NORTH West food retailer Booths has urged families to maintain a high fibre diet to prevent a killer disease.

It’s Bowel Cancer Awareness Month during April and the store is supporting Bowel Cancer UK to raise awareness among customers.

Customers are being encouraged to eat more spelt, a major source of fibre .

During the month Booths will be offering a 20 per discount on these products while 10 per cent 10% of all sales will go to the charity.

Here is a recipe from Thomasina Miers for Rose Veal Chops with Apricot and Coriander Spelt Salad.

Ingredients

2 Rose Veal Chops, 200g Pearled Spelt, 650ml vegetable or chicken stock, 5 tbsp extra virgin olive oil, 1 onion, 60g shelled pistachio nuts, Zest and juice of an orange, Juice of a lemon, 1 garlic clove, 4 spring onions, 70g dried apricots, handful of mint leaves, handful of coriander leaves, 2 red chillies.

Method

Let the chops reach room temperature, then place in a dish with lemon juice, oil, chilli, marjoram, salt and pepper and set aside.

Rinse the spelt in cold water. Cover with the boiling stock, or well salted boiling water and cook until the grains are just tender, about 20 minutes.

Meanwhile cook the sliced onions in hot oil until browned. Once the spelt is cooked, toss in the olive oil, citrus juices and season with salt and pepper. Leave for five minutes before tossing in the remaining ingredients.

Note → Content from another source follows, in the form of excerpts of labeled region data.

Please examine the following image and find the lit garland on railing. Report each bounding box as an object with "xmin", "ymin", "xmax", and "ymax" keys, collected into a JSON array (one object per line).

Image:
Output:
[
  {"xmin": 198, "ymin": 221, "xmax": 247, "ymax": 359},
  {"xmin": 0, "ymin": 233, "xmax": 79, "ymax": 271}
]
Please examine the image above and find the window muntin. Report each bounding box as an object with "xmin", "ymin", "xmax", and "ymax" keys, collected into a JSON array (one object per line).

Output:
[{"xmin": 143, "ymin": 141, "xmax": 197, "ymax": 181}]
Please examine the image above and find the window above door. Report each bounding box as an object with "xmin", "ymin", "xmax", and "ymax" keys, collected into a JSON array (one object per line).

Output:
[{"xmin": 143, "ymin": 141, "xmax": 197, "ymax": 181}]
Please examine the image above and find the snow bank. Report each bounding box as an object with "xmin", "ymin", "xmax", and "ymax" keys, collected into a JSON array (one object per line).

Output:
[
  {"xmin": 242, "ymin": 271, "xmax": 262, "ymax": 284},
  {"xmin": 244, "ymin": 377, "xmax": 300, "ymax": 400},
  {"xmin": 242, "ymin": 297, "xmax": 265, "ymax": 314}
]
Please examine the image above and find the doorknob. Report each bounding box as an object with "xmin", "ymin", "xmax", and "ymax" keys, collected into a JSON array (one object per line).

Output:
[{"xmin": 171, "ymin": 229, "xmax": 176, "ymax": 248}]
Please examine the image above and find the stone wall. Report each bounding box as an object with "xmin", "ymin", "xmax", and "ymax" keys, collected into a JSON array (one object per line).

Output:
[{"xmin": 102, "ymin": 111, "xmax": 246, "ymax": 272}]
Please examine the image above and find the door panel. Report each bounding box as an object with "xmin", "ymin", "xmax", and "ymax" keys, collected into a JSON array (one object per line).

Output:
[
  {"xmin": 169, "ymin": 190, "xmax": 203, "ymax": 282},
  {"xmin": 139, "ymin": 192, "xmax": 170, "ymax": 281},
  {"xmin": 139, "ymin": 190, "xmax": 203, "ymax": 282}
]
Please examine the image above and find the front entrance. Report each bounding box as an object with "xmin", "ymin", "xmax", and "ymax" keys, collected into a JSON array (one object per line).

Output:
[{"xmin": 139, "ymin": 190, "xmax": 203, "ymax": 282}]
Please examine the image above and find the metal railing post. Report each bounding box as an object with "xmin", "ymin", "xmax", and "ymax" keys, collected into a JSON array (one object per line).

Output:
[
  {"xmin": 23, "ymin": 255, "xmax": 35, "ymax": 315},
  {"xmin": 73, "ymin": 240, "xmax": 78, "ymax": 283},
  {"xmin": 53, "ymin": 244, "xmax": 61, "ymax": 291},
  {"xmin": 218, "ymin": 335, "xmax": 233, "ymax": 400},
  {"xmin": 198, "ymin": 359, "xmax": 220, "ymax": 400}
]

When you are ready to eat heat a large, heavy frying pan or a griddle pan until smoking hot and season the steaks generously.

Add a knob of butter and a splash of olive oil to the pan and cook the steaks for 4-5 minutes a side and leave to rest in a warm place for 10 minutes. Wilt spinach leaves.

Serve the steaks alongside the spelt salad.